Come è stato segnalato dal “monito degli economisti” pubblicato sul Financial Times, le attuali politiche economiche stanno accentuando i divari tra i paesi membri dell’eurozona. In queste condizioni l’unione bancaria, anziché salvaguardare i paesi più deboli, potrebbe accelerare la “mezzogiornificazione” delle periferie europee.
Lo scorso settembre il Parlamento europeo ha approvato il progetto di legge che trasferirà le funzioni di vigilanza bancaria dagli stati membri dell’eurozona alla Banca centrale europea. Vi è chi ritiene che questa ulteriore cessione di quote di sovranità nazionale a favore delle istituzioni comunitarie rappresenti la giusta strategia per uscire dalla crisi. Invocando “più Europa”, si dice, costringeremo i governi del Centro e del Nord dell’Unione ad uscire dalla tana nazionalista in cui ultimamente tendono a rifugiarsi. In effetti questa linea di condotta fortemente europeista non costituisce una novità per il nostro paese. Varie volte il processo di integrazione comunitaria ha rischiato di arenarsi ed è stato rimesso in moto grazie a improvvise accelerazioni impresse proprio da governi italiani. Tra gli esempi, Tommaso Padoa Schioppa usava ricordare l’elezione diretta del Parlamento europeo, decisa nel 1975 sotto la spinta della presidenza italiana, nonostante le obiezioni di Gran Bretagna e Danimarca; e l’Atto Unico Europeo del 1985, stipulato grazie alle pressioni italiane per un voto a maggioranza, contro il parere di Margaret Thatcher.
Soprattutto in tempo di crisi, tuttavia, una strategia basata su “più Europa” rischia di produrre spiacevoli effetti collaterali se viene portata avanti solo in alcuni settori mentre si arena in altri. Il completamento della unione bancaria europea è un caso emblematico, in questo senso.

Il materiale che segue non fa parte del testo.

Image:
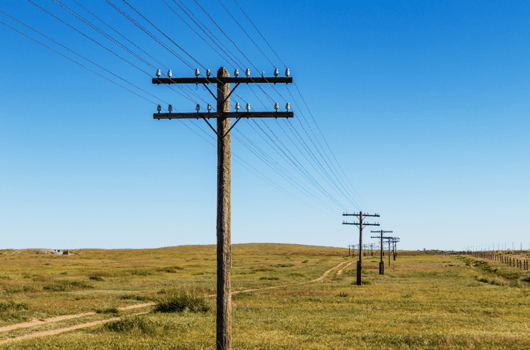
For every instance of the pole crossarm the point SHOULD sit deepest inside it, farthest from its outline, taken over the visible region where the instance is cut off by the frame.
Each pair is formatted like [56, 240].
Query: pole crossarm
[363, 214]
[224, 80]
[358, 223]
[216, 115]
[223, 117]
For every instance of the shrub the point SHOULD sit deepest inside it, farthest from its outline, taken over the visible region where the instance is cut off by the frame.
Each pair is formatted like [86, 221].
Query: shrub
[12, 289]
[170, 269]
[132, 325]
[30, 288]
[108, 310]
[6, 306]
[180, 301]
[141, 272]
[134, 297]
[61, 286]
[283, 265]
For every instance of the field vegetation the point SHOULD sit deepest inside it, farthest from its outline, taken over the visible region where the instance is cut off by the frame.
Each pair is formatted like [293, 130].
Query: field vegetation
[424, 301]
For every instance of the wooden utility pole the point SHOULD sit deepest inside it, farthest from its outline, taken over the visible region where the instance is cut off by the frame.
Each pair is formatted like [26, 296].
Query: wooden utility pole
[224, 159]
[381, 263]
[224, 247]
[361, 224]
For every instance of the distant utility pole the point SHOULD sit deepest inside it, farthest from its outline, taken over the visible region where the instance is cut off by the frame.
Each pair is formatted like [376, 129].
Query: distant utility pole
[381, 263]
[361, 224]
[395, 240]
[224, 170]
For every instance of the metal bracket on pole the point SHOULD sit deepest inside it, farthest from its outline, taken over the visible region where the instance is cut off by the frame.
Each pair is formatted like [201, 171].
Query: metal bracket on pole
[227, 97]
[238, 119]
[210, 125]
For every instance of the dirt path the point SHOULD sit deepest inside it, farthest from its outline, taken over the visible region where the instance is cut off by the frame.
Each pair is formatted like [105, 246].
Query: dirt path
[34, 323]
[345, 266]
[324, 275]
[66, 329]
[130, 307]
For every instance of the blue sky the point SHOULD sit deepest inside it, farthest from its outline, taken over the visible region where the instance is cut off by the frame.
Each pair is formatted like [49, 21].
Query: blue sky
[424, 105]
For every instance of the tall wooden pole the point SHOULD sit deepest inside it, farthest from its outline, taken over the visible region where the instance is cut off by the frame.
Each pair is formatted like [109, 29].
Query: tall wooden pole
[224, 167]
[381, 264]
[360, 262]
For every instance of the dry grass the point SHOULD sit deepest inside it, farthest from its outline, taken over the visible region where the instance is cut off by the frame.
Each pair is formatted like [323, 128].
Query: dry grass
[422, 302]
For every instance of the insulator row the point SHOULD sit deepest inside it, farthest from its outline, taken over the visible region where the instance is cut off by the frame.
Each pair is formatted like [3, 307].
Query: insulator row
[209, 107]
[236, 73]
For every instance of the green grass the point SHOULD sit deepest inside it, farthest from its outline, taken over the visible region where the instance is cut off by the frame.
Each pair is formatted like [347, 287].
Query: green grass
[181, 301]
[423, 301]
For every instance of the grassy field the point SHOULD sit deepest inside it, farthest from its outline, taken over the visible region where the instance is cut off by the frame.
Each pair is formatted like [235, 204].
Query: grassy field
[422, 301]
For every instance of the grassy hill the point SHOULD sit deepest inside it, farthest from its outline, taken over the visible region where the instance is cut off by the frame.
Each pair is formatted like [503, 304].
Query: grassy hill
[422, 302]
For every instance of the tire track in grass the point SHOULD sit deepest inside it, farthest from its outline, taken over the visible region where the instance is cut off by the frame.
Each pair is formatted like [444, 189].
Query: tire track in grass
[67, 329]
[94, 323]
[339, 273]
[34, 323]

I suoi sostenitori si augurano che l’unione bancaria dia presto vita all’agognata assicurazione europea sui depositi. Inoltre, essi affermano che l’unione potrebbe permettere alla Bce di svolgere con più informazioni, e quindi con maggiore incisività, l’invocato ruolo di prestatore di ultima istanza. Secondo i fautori, dunque, la cessione del potere di vigilanza favorirebbe soprattutto l’Italia e gli altri paesi periferici dell’Unione. Questi infatti patiscono la crisi più degli altri, e risentono quindi in modo particolare delle incertezze sulla robustezza patrimoniale dei loro istituti bancari e sulla capacità dei loro bilanci pubblici di sostenerli in caso di emergenza. Pertanto, prima si completa l’unione bancaria meglio sarà per i paesi periferici dell’eurozona.

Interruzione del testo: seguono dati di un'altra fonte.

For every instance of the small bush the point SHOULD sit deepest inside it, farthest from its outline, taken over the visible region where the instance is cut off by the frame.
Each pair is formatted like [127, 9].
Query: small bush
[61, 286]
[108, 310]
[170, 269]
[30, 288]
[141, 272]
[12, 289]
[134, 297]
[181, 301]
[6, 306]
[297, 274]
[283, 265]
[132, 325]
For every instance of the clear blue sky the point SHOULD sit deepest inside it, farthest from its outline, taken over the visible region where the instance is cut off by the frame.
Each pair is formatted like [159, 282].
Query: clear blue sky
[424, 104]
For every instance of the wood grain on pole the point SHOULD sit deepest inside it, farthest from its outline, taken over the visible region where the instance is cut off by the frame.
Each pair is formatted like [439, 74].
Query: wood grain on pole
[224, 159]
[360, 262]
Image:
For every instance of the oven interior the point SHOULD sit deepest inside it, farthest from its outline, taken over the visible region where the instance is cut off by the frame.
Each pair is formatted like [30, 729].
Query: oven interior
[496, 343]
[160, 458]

Il problema, come svariati commentatori hanno segnalato, è che per arrivare all’assicurazione europea dei depositi e al prestito di ultima istanza bisognerebbe accettare una piena cessione alla Bce delle decisioni sulle future ristrutturazioni bancarie. L’istituto di Francoforte assumerebbe in tal caso un ruolo cruciale nella valutazione delle condizioni di solvibilità degli istituti di credito e nelle decisioni conseguenti circa l’opportunità di favorire liquidazioni, acquisizioni e fusioni bancarie su scala europea. Tuttavia, come è stato segnalato anche dal recente monito degli economisti pubblicato sul Financial Times, se lo scenario di politica economica non muta è ragionevole prevedere che le divaricazioni tra gli indici macroeconomici dei paesi centrali e quelli dei paesi periferici dell’Unione persisteranno, con effetti sui rispettivi bilanci bancari facilmente intuibili. La conseguenza è che l’Italia e gli altri paesi periferici potrebbero giungere all’appuntamento delle ristrutturazioni nello scomodo ruolo di debitori costretti a liquidare le banche alle condizioni fissate dai potenziali acquirenti esteri.
Vi è chi ritiene che la questione della nazionalità del capitale bancario sia in fondo secondaria. Ma anche tra i più convinti europeisti vi è chi teme che trascurare del tutto il problema finirebbe per aggravare quella che Paul Krugman ha definito la “mezzogiornificazione” dei paesi periferici della zona euro. Il dibattito è aperto, ma forse su un punto si potrebbe tutti convenire: in una situazione in cui si fatica a intravedere una svolta nelle politiche macroeconomiche di convergenza, è difficile immaginare come potrà ridursi la forbice tra i redditi dei paesi membri e quindi anche tra i bilanci delle rispettive banche. In definitiva, gli effetti dell’unione bancaria dipendono dall’efficacia delle politiche macroeconomiche di convergenza. Se queste non funzionano, la stessa unione bancaria potrebbe dare risultati diversi da quelli auspicati.
Se l'unione bancaria non fosse la soluzione?